В эксперименте введение животным бактериальных пептидов воспалительного происхождения вызывало портальное воспаление и гистологические изменения в печени, характерные для ПСХ. Эти изменения можно было предотвратить введением ряда веществ, в том числе ингибитора ФИО. Тем не менее в клинических условиях введение больным ПСХ пентоксифиллина (ингибитор ФИО) не оказывало благоприятного эффекта на течение заболевания, что заставило усомниться в пригодности указанной экспериментальной модели для изучения ПСХ. Более того, ряд фактов свидетельствует о том, что воспалительный процесс в толстой кишке не играет роли в развитии ПСХ. Так, примерно в 25% случаев у больных ПСХ отсутствуют сопутствующие воспалительные заболевания кишечника, кроме того, нет какой-либо корреляции между тяжестью воспалительного процесса в кишечнике и риском развития ПСХ, и, наконец, выполнение проктоколэктомии больным НЯК не влияет на течение ПСХ.
В настоящее время нет убедительных данных о роли вирусов или других микроорганизмов в развитии ПСХ. Роль обычных гепатотрофных вирусов, таких как вирусы гепатита A (HAV (вирус гепатита А)), гепатита В (HBV (вирус гепатита В)) и гепатита С (HCV (вирус гепатита С)). была исключена. Цитомегаловирус может вызывать изменения, подобные таковым при ПСХ, у больных с приобретенным иммунодефицитом, но у больных с сохраненным иммунитетом цитомегаловирусная инфекция не обнаруживается. Предположение об этиологической роли реовируса типа 3 в развитии ПСХ не подтвердилось.
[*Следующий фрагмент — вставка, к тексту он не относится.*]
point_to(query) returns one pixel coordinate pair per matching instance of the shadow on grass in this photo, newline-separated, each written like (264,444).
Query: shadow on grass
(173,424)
Иммуноопосредованное повреждение желчных протоков, по-видимому, также играет роль в патогенезе ПСХ. У больных ПСХ обнаруживают следующие отклонения иммунологических показаний:
• гипергаммаглобулинемию с особенно выраженным повышением уровня IgM;
• циркулирующие иммунные комплексы;
• активацию комплемента.
Кроме того, в крови больных ПСХ можно обнаружить ряд аутоиммунных антител, включая антинейтрофильные цитоплазматические, антикардиолипиновые и антину-клеарные антитела (53%). Возможно также нарушение клеточного иммунитета, о чем свидетельствует уменьшение общего количества Т-лимфоцитов в крови, обусловленное снижением количества лимфоцитов CD8 (супрессоров или цитотоксических) и повышением В-лимфоцитов. Молекулы HLAII класса, появляющиеся на поверхности эпителиальных клеток желчных протоков в результате патологической экспрессии, становятся мишенью для антител. Молекулы адгезии ICAM-1, являющиеся лигандами интегрина LFA-1, облегчают взаимодействие Т-лимфоцитов с антиген-представляющими клетками. Это подтверждается повышенным уровнем ICAM-1 как в эпителии желчных протоков, так и в сыворотке крови. Экспрессия LFA-1 усиливается также в лимфоцитах печени, но это может быть вызвано лишь действием провоспалительных цитокинов. Возможно однако, что все описанные изменения — только эпифеномен и не имеют прямой связи с патогенезом ПСХ.